This year we as a nation celebrate Thanksgiving Day on Thursday November 23. As always we will celebrate a Thanksgiving Mass at 10:30 am followed by a traditional Thanksgiving dinner. Please contact the Parish office if you plan on attending the dinner. Reminder: the parish office will be closed Nov. 24 – Nov. 26.
For most Americans, Thanksgiving Day is a special day, where we celebrate family unity. In fact, families get together on Thanksgiving more often than on any other holiday, including Christmas, and according to retailers’ statistics, this is the day when the most food is consumed in the country.
But besides the traditional family get-together and the big meal, there is also the religious meaning of this holiday, that is present since its origins. According to tradition, the pilgrims celebrated the first meal of thanksgiving in 1621, together with a group of natives to give thanks to God for the abundance of the harvests in the new world.

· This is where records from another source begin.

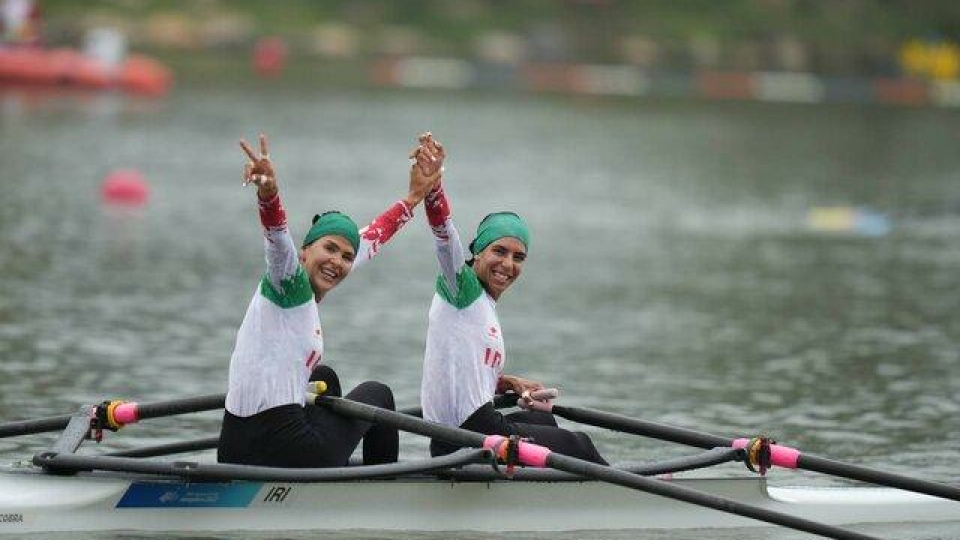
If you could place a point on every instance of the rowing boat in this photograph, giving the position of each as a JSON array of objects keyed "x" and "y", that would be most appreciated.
[
  {"x": 34, "y": 501},
  {"x": 493, "y": 484}
]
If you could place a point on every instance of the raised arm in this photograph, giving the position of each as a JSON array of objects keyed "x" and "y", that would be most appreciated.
[
  {"x": 384, "y": 226},
  {"x": 280, "y": 250},
  {"x": 430, "y": 157}
]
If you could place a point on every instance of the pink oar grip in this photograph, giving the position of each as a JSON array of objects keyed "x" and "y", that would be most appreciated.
[
  {"x": 781, "y": 456},
  {"x": 126, "y": 413},
  {"x": 531, "y": 454},
  {"x": 544, "y": 394}
]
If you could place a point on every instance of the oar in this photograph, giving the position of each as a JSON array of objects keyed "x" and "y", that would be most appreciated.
[
  {"x": 539, "y": 456},
  {"x": 128, "y": 413},
  {"x": 783, "y": 456},
  {"x": 123, "y": 413}
]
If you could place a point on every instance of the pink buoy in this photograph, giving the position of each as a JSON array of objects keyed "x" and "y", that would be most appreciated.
[
  {"x": 125, "y": 186},
  {"x": 269, "y": 57}
]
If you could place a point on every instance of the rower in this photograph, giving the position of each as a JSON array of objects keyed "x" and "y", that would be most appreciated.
[
  {"x": 463, "y": 365},
  {"x": 279, "y": 346}
]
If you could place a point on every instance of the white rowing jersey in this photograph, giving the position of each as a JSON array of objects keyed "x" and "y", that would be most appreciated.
[
  {"x": 464, "y": 356},
  {"x": 280, "y": 340}
]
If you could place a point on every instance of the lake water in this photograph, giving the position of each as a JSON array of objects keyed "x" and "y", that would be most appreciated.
[{"x": 673, "y": 273}]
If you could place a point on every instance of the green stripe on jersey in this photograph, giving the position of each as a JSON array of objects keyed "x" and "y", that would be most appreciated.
[
  {"x": 294, "y": 290},
  {"x": 468, "y": 288}
]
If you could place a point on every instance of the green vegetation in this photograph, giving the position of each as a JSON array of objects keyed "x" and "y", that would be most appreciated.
[{"x": 828, "y": 36}]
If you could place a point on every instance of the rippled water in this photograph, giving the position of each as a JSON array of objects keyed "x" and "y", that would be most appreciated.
[{"x": 672, "y": 273}]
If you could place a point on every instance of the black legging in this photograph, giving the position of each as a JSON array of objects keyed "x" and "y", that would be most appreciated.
[
  {"x": 540, "y": 427},
  {"x": 295, "y": 436}
]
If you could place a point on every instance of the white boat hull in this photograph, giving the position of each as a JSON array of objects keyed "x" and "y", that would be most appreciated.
[{"x": 36, "y": 502}]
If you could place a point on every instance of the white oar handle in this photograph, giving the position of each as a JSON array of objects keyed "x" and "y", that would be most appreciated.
[{"x": 538, "y": 400}]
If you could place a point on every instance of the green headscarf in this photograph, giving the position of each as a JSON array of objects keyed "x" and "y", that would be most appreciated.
[
  {"x": 333, "y": 223},
  {"x": 498, "y": 225}
]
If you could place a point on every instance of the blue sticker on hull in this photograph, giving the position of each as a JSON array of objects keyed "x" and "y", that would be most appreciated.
[{"x": 200, "y": 495}]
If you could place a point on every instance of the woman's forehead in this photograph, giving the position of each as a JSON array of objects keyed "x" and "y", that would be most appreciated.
[
  {"x": 340, "y": 242},
  {"x": 509, "y": 243}
]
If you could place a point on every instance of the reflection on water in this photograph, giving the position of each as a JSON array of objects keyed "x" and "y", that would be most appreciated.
[{"x": 672, "y": 274}]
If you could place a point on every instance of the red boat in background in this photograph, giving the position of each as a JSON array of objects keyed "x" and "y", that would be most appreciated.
[{"x": 68, "y": 67}]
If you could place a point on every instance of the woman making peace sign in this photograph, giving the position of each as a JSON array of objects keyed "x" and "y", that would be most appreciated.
[{"x": 279, "y": 346}]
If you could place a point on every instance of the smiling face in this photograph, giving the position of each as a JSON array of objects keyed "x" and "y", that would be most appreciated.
[
  {"x": 327, "y": 261},
  {"x": 500, "y": 264}
]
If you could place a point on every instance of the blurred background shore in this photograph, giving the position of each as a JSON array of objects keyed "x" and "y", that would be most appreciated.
[{"x": 890, "y": 51}]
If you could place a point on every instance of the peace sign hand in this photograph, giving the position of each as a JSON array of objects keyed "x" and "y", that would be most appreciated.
[{"x": 259, "y": 170}]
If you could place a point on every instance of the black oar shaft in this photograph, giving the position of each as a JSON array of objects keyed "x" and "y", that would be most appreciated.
[
  {"x": 461, "y": 437},
  {"x": 810, "y": 462},
  {"x": 181, "y": 406},
  {"x": 664, "y": 489},
  {"x": 636, "y": 426},
  {"x": 144, "y": 410}
]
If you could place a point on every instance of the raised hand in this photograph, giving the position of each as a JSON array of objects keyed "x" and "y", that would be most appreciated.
[
  {"x": 430, "y": 154},
  {"x": 259, "y": 170},
  {"x": 426, "y": 169}
]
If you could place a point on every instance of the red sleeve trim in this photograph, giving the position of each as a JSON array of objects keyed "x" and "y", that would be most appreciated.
[
  {"x": 384, "y": 226},
  {"x": 272, "y": 214},
  {"x": 438, "y": 208}
]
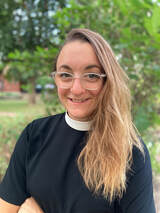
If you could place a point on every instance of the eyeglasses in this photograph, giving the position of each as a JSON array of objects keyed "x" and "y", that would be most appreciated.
[{"x": 89, "y": 81}]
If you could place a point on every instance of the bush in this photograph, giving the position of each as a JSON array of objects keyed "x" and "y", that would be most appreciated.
[{"x": 10, "y": 129}]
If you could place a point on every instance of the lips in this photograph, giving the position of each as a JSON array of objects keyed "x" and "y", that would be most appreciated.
[{"x": 74, "y": 100}]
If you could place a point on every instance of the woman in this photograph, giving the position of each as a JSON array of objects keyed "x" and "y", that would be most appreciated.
[{"x": 89, "y": 159}]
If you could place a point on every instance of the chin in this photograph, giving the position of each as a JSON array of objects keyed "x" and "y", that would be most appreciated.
[{"x": 79, "y": 116}]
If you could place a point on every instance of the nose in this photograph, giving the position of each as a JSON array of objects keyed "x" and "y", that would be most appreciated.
[{"x": 77, "y": 87}]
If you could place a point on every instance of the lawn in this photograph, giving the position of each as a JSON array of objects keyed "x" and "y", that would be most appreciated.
[{"x": 21, "y": 107}]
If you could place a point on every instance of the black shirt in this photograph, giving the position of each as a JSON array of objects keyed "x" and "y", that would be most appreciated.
[{"x": 43, "y": 165}]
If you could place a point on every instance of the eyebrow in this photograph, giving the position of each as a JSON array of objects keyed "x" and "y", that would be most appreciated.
[{"x": 86, "y": 68}]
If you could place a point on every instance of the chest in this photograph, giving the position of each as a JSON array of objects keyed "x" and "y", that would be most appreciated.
[{"x": 55, "y": 181}]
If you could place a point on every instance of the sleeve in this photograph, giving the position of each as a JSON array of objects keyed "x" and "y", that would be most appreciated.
[
  {"x": 13, "y": 187},
  {"x": 139, "y": 193}
]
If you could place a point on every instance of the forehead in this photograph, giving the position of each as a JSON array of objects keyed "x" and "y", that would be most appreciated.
[{"x": 77, "y": 54}]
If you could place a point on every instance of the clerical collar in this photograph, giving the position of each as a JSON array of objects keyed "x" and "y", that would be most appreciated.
[{"x": 78, "y": 125}]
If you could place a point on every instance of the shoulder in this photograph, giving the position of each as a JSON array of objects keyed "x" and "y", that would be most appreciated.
[{"x": 140, "y": 160}]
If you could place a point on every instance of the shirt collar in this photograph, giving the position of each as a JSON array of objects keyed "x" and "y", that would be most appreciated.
[{"x": 78, "y": 125}]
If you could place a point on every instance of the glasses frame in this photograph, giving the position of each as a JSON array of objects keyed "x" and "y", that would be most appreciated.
[{"x": 74, "y": 77}]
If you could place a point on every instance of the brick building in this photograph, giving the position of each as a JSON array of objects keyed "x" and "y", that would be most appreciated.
[{"x": 8, "y": 86}]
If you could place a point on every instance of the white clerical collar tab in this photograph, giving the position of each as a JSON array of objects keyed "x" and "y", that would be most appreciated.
[{"x": 78, "y": 125}]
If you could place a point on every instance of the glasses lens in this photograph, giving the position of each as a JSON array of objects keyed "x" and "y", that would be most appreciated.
[
  {"x": 64, "y": 79},
  {"x": 91, "y": 81}
]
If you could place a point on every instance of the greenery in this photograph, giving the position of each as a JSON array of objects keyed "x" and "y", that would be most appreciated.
[{"x": 31, "y": 35}]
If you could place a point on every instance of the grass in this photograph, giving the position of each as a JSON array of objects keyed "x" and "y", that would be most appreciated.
[{"x": 21, "y": 107}]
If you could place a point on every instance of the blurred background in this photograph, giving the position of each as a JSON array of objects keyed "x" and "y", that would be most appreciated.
[{"x": 31, "y": 33}]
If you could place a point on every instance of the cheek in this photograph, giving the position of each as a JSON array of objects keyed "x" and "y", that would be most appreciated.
[{"x": 61, "y": 94}]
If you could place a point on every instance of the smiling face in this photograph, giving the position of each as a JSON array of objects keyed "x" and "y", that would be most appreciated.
[{"x": 78, "y": 57}]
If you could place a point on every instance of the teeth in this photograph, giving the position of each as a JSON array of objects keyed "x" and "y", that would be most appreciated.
[{"x": 76, "y": 100}]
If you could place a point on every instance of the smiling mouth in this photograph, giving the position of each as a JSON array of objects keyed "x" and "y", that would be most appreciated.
[{"x": 78, "y": 100}]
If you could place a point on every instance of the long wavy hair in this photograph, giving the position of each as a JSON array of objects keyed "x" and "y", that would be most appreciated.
[{"x": 107, "y": 155}]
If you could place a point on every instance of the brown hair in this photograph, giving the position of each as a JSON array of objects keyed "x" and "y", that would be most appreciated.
[{"x": 107, "y": 155}]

With time, this celebration became a national event, finally sanctioned by President George Washington himself. Today, we Catholics, celebrate Thanksgiving not only as a national holiday, but also as an authentically Catholic holiday.
I say that this is a truly Catholic celebration because even before the “first” Thanksgiving celebration on U.S. soil in 1621, on April 30, 1598, in Texas, Don Juan de Oñate had already declared officially a “Day of Thanksgiving,” commemorated with the holy sacrifice of the Mass.
Oñate did what is essentially Catholic: to celebrate the Eucharist, a word which comes from the Greek term Eukaristein, and which means, precisely, “thanksgiving.”